Une artiste
L'assassin est assez vite découvert, c'est une femme de trente-six ans, grande, jolie, blonde, du nom de Cécile Brossard. C'est une professionnelle de la prostitution de luxe, une Française escort girl, une virtuose des services sexuels spéciaux, maîtresse de Stern depuis un certain temps et possédant une clé de son appartement. Elle avoue sans trop de difficultés, en mettant en avant le crime passionnel. Son motif reste cependant obscur, et on peut se demander si elle n'a pas été elle-même manipulée dans cette effarante histoire.
Peu à peu, sa personnalité se dessine. On retrouve son père qui, dit-il, l'a élevée de façon raffinée : « La musique, la peinture, la littérature : ce sont les grandes valeurs que j'ai souhaité inculquer à Cécile. Elle a baigné dans l'art, la musique et les livres, en particulier Bach, Mozart ou Saint-Ex. » L'écrivain d'aujourd'hui se demande aussitôt ce que Saint-Exupéry vient faire à côté de Bach et de Mozart, il attendait plutôt Sade que Le Petit Prince.

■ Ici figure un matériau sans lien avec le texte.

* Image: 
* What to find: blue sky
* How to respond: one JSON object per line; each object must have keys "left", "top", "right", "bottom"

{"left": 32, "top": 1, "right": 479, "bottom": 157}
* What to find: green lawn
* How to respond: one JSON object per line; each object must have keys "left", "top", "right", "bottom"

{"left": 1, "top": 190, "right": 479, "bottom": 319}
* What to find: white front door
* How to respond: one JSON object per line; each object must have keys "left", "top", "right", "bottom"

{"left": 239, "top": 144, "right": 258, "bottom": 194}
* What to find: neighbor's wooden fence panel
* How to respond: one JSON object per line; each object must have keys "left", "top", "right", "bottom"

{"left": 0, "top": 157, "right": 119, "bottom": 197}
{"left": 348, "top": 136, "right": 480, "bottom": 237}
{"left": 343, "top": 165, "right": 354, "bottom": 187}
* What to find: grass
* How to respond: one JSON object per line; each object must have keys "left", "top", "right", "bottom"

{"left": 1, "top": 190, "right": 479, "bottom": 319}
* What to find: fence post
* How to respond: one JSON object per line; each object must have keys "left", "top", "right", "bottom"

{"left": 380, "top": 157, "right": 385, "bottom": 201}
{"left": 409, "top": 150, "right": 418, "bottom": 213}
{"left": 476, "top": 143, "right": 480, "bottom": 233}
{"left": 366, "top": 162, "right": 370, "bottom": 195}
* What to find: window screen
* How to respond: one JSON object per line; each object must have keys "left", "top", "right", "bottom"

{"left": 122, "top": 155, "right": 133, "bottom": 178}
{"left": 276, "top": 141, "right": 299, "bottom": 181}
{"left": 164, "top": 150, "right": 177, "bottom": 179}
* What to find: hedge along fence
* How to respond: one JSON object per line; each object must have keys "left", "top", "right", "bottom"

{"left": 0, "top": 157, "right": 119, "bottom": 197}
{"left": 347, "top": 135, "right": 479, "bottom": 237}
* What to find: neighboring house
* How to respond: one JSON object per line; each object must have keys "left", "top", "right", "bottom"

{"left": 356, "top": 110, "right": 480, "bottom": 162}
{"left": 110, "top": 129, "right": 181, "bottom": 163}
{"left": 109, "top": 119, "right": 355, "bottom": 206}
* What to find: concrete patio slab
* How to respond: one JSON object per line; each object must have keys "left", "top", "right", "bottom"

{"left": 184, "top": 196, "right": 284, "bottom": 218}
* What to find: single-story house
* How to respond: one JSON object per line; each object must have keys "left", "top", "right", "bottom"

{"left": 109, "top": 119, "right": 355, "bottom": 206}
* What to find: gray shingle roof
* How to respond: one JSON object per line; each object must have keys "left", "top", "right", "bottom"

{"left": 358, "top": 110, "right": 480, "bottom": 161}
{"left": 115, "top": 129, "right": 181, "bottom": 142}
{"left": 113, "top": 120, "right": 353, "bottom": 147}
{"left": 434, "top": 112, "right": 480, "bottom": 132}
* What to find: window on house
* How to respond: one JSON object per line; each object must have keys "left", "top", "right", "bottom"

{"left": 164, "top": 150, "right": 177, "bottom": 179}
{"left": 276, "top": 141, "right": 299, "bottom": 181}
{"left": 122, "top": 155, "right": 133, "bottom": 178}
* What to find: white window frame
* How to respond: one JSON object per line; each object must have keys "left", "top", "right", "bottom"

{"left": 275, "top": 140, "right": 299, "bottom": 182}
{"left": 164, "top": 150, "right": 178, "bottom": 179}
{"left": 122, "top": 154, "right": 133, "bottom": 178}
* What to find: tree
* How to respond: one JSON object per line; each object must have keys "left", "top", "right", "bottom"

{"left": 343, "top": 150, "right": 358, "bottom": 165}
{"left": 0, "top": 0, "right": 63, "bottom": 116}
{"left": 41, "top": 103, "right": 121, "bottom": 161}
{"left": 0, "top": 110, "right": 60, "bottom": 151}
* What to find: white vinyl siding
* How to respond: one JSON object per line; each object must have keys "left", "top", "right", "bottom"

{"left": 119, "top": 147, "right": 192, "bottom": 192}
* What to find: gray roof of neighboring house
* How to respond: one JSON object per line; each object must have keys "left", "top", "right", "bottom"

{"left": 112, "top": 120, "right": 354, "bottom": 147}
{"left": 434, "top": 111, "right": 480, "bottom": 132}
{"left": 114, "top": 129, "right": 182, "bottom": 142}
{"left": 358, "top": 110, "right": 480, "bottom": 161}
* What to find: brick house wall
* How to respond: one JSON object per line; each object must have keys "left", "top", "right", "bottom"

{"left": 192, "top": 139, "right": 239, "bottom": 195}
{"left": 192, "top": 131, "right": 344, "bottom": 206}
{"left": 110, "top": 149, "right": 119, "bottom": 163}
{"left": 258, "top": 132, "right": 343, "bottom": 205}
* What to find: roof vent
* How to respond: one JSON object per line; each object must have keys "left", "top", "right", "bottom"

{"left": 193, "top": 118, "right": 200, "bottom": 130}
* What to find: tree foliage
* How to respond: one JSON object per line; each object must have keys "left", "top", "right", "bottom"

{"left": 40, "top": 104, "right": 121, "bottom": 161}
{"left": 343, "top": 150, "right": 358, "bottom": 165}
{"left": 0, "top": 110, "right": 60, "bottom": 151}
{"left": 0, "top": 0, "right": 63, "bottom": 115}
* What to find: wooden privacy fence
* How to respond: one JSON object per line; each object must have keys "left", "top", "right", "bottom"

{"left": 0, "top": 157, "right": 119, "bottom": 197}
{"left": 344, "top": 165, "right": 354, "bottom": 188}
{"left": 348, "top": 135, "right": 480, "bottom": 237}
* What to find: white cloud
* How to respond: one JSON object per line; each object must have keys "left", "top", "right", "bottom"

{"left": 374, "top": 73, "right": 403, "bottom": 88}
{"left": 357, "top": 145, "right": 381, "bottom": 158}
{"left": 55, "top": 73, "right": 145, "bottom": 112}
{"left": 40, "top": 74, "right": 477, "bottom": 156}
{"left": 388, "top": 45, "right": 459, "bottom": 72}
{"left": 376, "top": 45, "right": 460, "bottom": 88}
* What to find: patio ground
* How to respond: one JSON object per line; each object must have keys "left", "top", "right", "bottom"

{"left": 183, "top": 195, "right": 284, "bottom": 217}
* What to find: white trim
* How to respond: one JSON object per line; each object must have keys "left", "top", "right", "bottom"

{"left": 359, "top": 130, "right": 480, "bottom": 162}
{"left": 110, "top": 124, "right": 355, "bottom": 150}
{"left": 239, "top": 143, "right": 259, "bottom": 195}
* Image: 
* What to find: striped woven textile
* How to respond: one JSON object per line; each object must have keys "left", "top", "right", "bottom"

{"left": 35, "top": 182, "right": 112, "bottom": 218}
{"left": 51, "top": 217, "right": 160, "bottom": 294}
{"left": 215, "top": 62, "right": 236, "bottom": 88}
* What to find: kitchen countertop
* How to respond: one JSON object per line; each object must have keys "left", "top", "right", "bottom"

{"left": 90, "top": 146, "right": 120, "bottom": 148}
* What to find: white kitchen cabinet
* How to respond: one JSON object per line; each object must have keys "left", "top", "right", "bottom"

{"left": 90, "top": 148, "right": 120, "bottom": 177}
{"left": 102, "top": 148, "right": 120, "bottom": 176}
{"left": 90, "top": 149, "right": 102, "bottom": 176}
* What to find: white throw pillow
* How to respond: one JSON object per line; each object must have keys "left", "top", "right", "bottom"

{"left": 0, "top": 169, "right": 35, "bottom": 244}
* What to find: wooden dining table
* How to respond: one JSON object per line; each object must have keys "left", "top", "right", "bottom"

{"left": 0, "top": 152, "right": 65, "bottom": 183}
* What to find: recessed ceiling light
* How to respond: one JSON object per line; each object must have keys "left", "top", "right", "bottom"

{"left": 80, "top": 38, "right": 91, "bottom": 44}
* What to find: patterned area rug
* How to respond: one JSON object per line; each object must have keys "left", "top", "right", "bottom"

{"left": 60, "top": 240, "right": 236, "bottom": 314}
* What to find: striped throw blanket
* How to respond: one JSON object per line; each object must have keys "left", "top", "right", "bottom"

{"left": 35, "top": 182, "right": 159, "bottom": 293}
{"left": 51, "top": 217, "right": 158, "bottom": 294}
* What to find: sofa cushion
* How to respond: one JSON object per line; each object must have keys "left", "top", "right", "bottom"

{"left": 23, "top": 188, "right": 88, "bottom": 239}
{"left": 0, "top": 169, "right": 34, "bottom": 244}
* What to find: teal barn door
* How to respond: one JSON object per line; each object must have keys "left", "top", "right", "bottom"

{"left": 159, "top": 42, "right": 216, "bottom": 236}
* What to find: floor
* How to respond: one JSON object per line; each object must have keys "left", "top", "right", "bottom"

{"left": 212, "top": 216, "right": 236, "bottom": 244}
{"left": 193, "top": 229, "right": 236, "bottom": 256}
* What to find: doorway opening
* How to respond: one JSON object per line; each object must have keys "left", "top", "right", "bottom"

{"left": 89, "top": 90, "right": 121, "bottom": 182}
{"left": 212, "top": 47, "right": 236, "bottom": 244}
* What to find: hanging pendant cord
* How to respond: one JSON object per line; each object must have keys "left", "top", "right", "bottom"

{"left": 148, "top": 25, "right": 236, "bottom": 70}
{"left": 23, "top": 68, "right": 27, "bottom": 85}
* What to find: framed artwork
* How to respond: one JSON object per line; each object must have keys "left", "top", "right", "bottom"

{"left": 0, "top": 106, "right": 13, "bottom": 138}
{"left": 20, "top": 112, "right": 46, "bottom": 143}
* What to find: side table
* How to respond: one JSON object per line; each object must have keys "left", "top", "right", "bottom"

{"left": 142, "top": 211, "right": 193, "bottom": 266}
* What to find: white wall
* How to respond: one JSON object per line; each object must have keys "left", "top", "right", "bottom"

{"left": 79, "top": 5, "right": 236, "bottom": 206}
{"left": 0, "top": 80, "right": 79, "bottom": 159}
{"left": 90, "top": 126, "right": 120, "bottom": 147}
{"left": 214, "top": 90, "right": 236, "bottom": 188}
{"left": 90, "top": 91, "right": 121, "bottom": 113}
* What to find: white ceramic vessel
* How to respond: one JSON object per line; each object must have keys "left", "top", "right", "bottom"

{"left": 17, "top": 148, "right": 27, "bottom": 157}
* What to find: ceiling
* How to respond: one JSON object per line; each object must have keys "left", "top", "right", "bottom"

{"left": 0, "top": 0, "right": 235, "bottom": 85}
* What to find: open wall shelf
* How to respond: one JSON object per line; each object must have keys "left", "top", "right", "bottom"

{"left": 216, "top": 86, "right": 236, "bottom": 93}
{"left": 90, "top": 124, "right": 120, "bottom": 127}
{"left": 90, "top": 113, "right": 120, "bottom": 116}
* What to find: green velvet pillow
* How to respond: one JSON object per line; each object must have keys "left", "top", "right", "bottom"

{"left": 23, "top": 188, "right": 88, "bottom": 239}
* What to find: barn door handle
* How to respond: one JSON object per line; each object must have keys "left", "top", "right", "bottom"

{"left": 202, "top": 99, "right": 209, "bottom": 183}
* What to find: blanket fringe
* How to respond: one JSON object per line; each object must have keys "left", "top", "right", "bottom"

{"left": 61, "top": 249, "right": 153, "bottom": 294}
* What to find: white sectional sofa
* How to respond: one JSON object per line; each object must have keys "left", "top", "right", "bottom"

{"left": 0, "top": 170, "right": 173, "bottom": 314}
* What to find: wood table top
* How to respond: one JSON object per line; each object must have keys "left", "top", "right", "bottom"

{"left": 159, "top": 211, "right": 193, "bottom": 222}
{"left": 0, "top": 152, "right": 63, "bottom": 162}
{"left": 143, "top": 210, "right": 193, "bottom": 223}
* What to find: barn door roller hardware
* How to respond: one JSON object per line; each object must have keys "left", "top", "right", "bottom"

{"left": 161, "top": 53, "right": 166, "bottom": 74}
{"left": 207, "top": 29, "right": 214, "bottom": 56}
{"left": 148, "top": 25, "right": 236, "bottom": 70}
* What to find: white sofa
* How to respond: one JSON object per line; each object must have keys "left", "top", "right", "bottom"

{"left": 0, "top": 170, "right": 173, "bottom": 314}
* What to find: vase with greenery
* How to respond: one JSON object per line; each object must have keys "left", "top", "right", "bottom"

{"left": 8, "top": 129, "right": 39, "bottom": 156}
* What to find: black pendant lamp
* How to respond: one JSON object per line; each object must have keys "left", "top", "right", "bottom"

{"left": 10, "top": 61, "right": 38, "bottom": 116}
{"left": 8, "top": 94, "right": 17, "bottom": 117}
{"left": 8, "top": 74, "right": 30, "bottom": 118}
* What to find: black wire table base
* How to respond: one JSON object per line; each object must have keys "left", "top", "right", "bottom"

Mais tout s'éclaire, Cécile, probablement fatiguée de travailler sur des corps vivants et pas toujours ragoûtants, c'est-à-dire de jouer sans fin dans un film sur les prospérités du vice, voulait passer à l'art, le vrai, la sculpture, la poésie, la sublimation épanouissante. Sous le nom d'artiste de « Cescils » (alors que son nom de code prostitutionnel était « Alice »), elle se met à sculpter, peut-être sous l'influence de Camille Claudel, des bronzes fortement érotisés, des corps entrelacés devenant arabesques. Elle les accompagne de poèmes exécrables et pseudo-surréalistes comme ceux-ci :
« Les seins pointus vers les lames de toi
Comme le couteau,
Aiguisée sur la courbe sensible de tes sens,
Aux essences nerveuses de tes désirs.
Exhaussés, abusants.
Rendue servile aux pays de tes lois. »
Ce poème, si on peut dire (un éditeur en refuse de ce genre une centaine par mois), s'appelle Abysse céleste. Vous préférez peut-être Consubstantielle :
« Tu as trop rempli mon âme de toi
Pour qu'elle puisse vivre sans toi.
Et mes cellules qui reconnaissent les tiennes
Comme les chiens leurs chiennes
Et moi tes chaînes. »
Tout cela est évidemment consternant. Que s'est-il passé ? Édouard Stern l'aurait paraît-il financée pour rechercher des œuvres d'art (notamment des Chagall), avant de lui couper les vivres, l'empêchant ainsi, peut-être, d'ouvrir une galerie pour y vendre ses bronzes et ses poèmes. L'a-t-il humiliée sur ce point sensible en pleine séance sado-maso ? Lui a-t-il lancé à la figure que ses bronzes et ses poèmes étaient de la merde ? C'est fort possible. C'est mon hypothèse. Il faut ici laisser la parole à Stendhal et à son mot si profond : « Le mauvais goût conduit au crime. »
Rien ne prouve que Stern avait du goût, c'est le moins que l'on puisse dire. C'est peut-être ce qui l'énervait au plus haut point et qui lui a fait rencontrer son destin. En tout cas, je ne connais pas de fait divers plus probant de l'intense misère actuelle sur fond de milliards. Le financier insatiable et la pute poétesse, voilà une image de ce que Heidegger appelait « les fonctionnaires enragés de leur propre médiocrité ». C'est horrible sans doute, mais c'est vrai.